Douleur liée à des troubles du sommeil qui peuvent être mauvais pour le cœur

HOUSTON – (9 nov. 2018) – Les personnes qui ont récemment perdu leur conjoint risquent davantage de souffrir de troubles du sommeil qui exacerbent les niveaux d'inflammation dans le corps, selon une nouvelle étude de l'Université Rice et de l'Université Northwestern. Ces niveaux élevés d'inflammation peuvent augmenter le risque de maladie cardiovasculaire et de décès.

L’étude intitulée "Deuil, troubles du sommeil et inflammation auto-déclarés: résultats du projet HEART" a récemment été publiée dans Médecine psychosomatique. Il a comparé les habitudes de sommeil autodéclarées par les veufs récemment déclarés à un groupe témoin. Les deux groupes avaient des troubles du sommeil, tels que l'insomnie.

Les chercheurs ont constaté que le lien entre les troubles du sommeil et l'inflammation était deux à trois fois plus élevé chez les épouses endeuillées.
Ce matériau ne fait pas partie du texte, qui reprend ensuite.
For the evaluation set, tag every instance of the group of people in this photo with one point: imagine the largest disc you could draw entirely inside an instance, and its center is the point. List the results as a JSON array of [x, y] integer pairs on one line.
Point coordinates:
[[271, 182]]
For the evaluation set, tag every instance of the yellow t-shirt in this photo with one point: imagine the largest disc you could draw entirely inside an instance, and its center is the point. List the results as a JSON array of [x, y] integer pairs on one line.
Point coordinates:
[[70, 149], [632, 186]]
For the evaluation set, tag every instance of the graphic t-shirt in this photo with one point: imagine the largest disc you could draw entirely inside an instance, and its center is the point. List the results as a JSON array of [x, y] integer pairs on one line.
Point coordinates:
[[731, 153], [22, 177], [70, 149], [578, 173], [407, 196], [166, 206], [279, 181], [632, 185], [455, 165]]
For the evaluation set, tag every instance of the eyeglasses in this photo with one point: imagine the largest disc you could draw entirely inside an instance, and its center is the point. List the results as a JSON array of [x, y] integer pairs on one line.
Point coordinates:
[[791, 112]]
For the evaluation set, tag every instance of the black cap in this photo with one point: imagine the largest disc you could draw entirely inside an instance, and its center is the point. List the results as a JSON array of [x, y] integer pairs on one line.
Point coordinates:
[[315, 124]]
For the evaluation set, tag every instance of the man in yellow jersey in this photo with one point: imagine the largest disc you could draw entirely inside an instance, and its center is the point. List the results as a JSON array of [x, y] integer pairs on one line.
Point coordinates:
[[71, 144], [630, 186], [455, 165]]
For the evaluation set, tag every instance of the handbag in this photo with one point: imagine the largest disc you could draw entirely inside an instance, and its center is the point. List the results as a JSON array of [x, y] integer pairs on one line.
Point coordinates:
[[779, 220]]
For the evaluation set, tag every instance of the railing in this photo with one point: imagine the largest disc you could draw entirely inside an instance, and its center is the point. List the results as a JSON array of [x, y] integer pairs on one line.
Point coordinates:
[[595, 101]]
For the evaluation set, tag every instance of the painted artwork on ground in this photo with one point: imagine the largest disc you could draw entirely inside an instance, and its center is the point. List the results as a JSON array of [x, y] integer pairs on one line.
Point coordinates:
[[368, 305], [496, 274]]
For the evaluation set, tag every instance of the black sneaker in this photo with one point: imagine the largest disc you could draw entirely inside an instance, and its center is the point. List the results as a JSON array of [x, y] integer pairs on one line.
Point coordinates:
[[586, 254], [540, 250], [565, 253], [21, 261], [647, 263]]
L'inflammation a été mesurée par le niveau de cytokines pro-inflammatoires, conçues pour combattre à court terme les maladies, mais liées au risque à long terme de problèmes de santé, notamment de maladies cardiovasculaires.

L’auteur correspondant, Diana Chirinos, professeure adjointe de recherche en médecine préventive à la Feinberg School of Medicine de la Northwestern University, qui a commencé à examiner le sujet en tant que boursière postdoctorale de la Rice Academy au département des sciences psychologiques de Rice, indique que l’étude suggère que ces personnes en deuil sont plus susceptibles. les effets négatifs d'un mauvais sommeil sur la santé.

"La mort d'un conjoint est un événement extrêmement stressant et ils doivent s'adapter à la vie sans le soutien du conjoint", a-t-elle déclaré. "Ajoutez des perturbations du sommeil à leur situation déjà stressante et vous doublez l'agent de stress. En conséquence, leur système immunitaire est plus suractivé."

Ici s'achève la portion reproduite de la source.